Leo Okagawa | Something Veiled
Unfathomless (CD/DL)
This is a nice introduction to the world of Japanese sound artist Leo Okagawa with regards to Unfathomless. Something Veiled was recorded mostly within a set of caves around Fukushima, made from limestone. As such it’s got this watery cavernous feel, but given the site one cannot divorce it from the 2011 nuclear incident, despite recovery efforts, et al. given the potential for radioactive contamination. However, Okagawa establishes an ultimately peaceful atmosphere with ony the barest hint of ominous-ness.
The artist says: “Lots of inaudible things are also included in temperature, humidity, weight of atmosphere. These are what my skin felt. Therefore, I thought I need to record what we often overlook. Waters that fall from stalactites or run down the walls, a subtle hum from lighting equipment, echoes of my shoe soles on wet floors“… It’s so powerful to hear his observations as a photographic artist who primarily works in plein air also listen for the most subtle surroundings, the incidental. And the tiny drops and creaks are all left in his recording in the chasms and lulls of the forty-two minute work. So what is veiled?

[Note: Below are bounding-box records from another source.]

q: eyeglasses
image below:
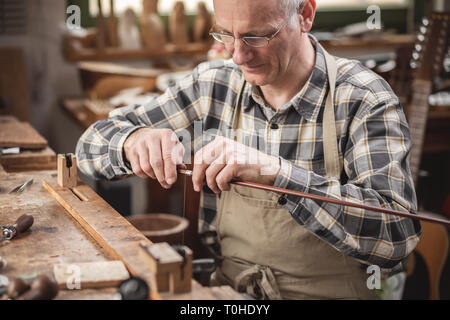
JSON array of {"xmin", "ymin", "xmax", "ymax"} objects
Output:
[{"xmin": 209, "ymin": 19, "xmax": 289, "ymax": 48}]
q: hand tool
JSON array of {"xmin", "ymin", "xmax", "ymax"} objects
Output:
[
  {"xmin": 178, "ymin": 169, "xmax": 450, "ymax": 226},
  {"xmin": 0, "ymin": 214, "xmax": 34, "ymax": 241}
]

In some ways what may seem missing is the human presence, giving nature time to recover, whisper, ooze. The recording is a testament to quietude and endurance. Okagawa’s sound is pensively removed from the urban grind, finding it’s resonance organically time-based. There’s nothing particularly performative here (per se), instead he inlays his vision in the mix, like a organically formulated recipe that continues to simmer. And at about halfway in it does so with a waterway that sounds more like the hiss of percolating molecules.
After this point of apex the mood begins to disperse and flatten some as if fermenting. And the ambient silences open to the tranquilizing sounds of raindrops. Once this peters out the listener is left with equipment static and a ‘nearly’ silent void, but therein lies the continued tension, that type of quiet that makes your senses hyper aware. Eventually the end rolls into an extended gong-like drone and its echoes until the presence of human movements, like putting away equipment and walking out of an enclosed space, bring this to closure.